As people across Southern New England struggle to make ends meet, Massachusetts lawmakers are getting a significant pay raise.
Each of the state’s senators and representatives were eligible for a 6.46% base salary bump this year, amounting to $4,280, and raising the incoming salary of elected leaders to more than $70,500.
On top of that, lawmakers got another 4.89% raise in office expenses, which can range from $16,245 to $21,660, depending on where they live in comparison to the State House.
The third raise is what’s receiving the most attention from critics. Legislative leaders and committee chairs were also eligible for a 4.89% bump in their stipends.
The increases come at a difficult time for the state, as estimates show over 271,000 residents were unemployed as of December.
They’ve also drawn criticism from people like Pioneer Institute Research Director and former House Rep. Gregory Sullivan, who argues that taxpayer money could have been better spent.
“I think the voters might really question whether the timing is right for the legislature to give triple pay raises,” he said.
The base pay bump is part of a constitutional amendment, which ties lawmakers pay to the household median income.
However, Governor Baker also has a say in the exact amount.
This year, he authorized a 6.46% raise, which is far higher than the 5.9% raise approved in 2019.
Sullivan doesn’t believe that the jump in base pay is unreasonable.
Instead, he takes issue with the other raises.
“In the state Senate, virtually everyone gets extra stipend pay, almost literally. The base pay is actually more like $100,000 plus, going up from there,” he said.

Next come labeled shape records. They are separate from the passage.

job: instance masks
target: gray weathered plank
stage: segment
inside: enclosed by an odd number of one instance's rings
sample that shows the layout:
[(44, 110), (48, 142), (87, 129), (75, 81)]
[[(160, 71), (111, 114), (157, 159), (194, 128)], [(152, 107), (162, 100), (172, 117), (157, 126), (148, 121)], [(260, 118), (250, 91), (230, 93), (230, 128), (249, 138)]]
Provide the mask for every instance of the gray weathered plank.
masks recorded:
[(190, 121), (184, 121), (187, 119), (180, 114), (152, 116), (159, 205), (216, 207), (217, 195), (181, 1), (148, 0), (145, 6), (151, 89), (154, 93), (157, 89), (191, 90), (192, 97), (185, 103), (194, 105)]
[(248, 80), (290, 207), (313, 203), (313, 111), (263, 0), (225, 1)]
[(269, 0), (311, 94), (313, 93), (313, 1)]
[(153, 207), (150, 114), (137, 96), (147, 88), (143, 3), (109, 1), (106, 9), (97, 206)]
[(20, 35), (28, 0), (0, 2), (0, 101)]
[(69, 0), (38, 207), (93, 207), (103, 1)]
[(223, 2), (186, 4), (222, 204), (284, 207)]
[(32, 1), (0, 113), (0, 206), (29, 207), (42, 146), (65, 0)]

The raise in legislative stipends and office expenses is part of a controversial law pushed through by lawmakers in 2017, despite resistance from Governor Baker.
That law increased stipends for leadership positions and office expenses for lawmakers, by linking future raises to the collective change in salaries and wages over the previous eight quarters.
It’s up to each individual lawmaker to turn down the increases.
Gov. Charlie Baker, Lt. Gov. Karyn Polito, Attorney General Maura Healey and Treasurer Deborah Goldberg have all rejected the 4.89% raise.
The I-Team discovered only four lawmakers have rejected the base pay raise, including Bristol County Representative Christopher Hendricks.
Hendricks sent the I-Team the following statement about his decision.
“I decided to refuse the increase because, in the times of COVID-19, we have thousands out of work in Massachusetts and we should try to mitigate financial pressure as much as we can," Hendricks.
He went on to say that he works part-time as an attorney and doesn’t have a family or children to support, putting him in a different position than many of his colleagues.
Sources told the I-Team Rep. Sheila Harrington, Senator John Keenan and Senator Anne Gobi also rejected the base pay increase for 2021. Rep. Kathleen LaNatra and Rep. Donald Berthiaume declined the increase for the current legislative session.
Bristol County Rep. Christopher Markey cut his raise in half, accepting just 3% of it.
The I-Team contacted all 18 Bristol County legislators’ multiple times to see what they had to say about accepting the pay bump during a pandemic, yet only five of them got back to us, Rep. Patricia Haddad Rep. Hendricks, Sen. Michael Rodriguez, Rep. Christopher Markey and Rep. Adam Scanlon.
Scanlon was the only lawmaker willing to go on camera.
The NBC 10 I-Team asked Rep. Adam Scanlon of North Attleborough if he understands why people are upset.
“Definitely. A lot of people are in need right now,” he said. “I understand that people could be upset with lawmakers getting a raise, but for me personally, I try to work 24/7."
Scanlon is newly elected, which means he walked into the raise as his base salary in January.
“I work on the weekends. I answer peoples phone calls on my own phone and I’m out delivering groceries to seniors in need," he said.
When asked whether he believes his colleagues are putting in the work to deserve the raise, Scanlon responded, “Yes, I do. Many of them have taken on new roles during the pandemic.”
Still, Sullivan is one of the many people in Massachusetts who would have preferred to see that money go back into the General Fund, to help those who need it most.
“If the legislature has any extra money to spare they should be using it to try and bail out the small and medium size businesses, who are literally in many cases struggling to survive," said Sullivan.
The following Bristol County lawmakers did not return our calls:
Rep. Patricia Haddad responded to us but said she had no comment on the raises at this time.
Senator Michael Rodriguez told the I-Team he’s been around for pay raises, pay freezes and pay cuts, and accepts whatever the raise is supposed to be, as established in the constitution.
Rep. Christopher Markey also got back to us, saying only accepting a portion of the raise was a personal decision, but he didn’t want to comment further.